Non vi è dubbio che una riforma dell’ordinamento scolastico è necessaria e lo testimoniano gli svariati tentativi che ogni ministro dell’istruzione, appena incaricato, tende ad attuare. La riforma è tanto più necessaria dal momento che anche le ultime valutazioni fatte dall’OCSE testimoniano che, eccetto per le primarie, la scuola italiana si posiziona agli ultimi posti per quanto interessa l’apprendimento e le performance scolastiche degli studenti. È altrettanto vero che, se di una riforma così importante e delicata si tratta, questa va ragionata nei tempi e avviata coinvolgendo chi la scuola la fa quotidianamente. A tale proposito mi balzano all’occhio due questioni che, secondo me, offuscano la bontà di quelle scelte che possono anche mostrarsi opportune.

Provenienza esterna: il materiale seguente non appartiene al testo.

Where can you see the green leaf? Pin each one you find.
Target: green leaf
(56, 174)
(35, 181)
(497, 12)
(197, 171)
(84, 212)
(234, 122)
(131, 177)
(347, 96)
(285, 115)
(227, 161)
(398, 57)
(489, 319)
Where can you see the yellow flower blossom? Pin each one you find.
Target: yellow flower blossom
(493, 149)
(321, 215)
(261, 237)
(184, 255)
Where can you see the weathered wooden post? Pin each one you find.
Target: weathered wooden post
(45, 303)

La prima riguarda l’occasione: la riforma Gelmini non è dettata da un’analisi dei bisogni formativi, dall’avvento di nuove pedagogie didattiche, dalla valutata inadeguatezza di alcuni percorsi scolastici. La riforma nasce dal mandato di un Decreto del Ministero dell’Economia e pertanto risponde esclusivamente, e non si premura neanche di nasconderlo, a logiche di efficienza economica e di risparmio. La seconda questione concerne lo strumento del decreto legge. Tale espediente normativo permette la propria “messa in onda” immediatamente, richiedendo solo successivamente la sua ratifica da parte del parlamento nei tempi previsti di 90 giorni. Si saltano così quelle che credo siano le pacate, dialettiche e democratiche procedure di un disegno legge avviato da una commissione parlamentare. Il decreto, infatti, “brucia” assolutamente i tempi, aggira il contenzioso delle camere parlamentari, ignora – non interpellandoli – gli attori e le parti che compongono il sistema scolastico. Va da sé che, anche in questo caso, tale fretta è cattiva consigliera, ma ciò assume un profilo ancor più doloso trattandosi dell’educazione scolastica degli studenti che, prima di essere gli uomini del domani, sono il prezioso patrimonio umano del nostro presente. La perentorietà e decisione espressa dal ministro potrà forse riorganizzare in tempi brevi il nostro sistema scolastico, razionalizzandolo, ma rischia di dare vita ad un riforma strabica che guarda all’educazione dei ragazzi per mettere a posto i propri conti economici.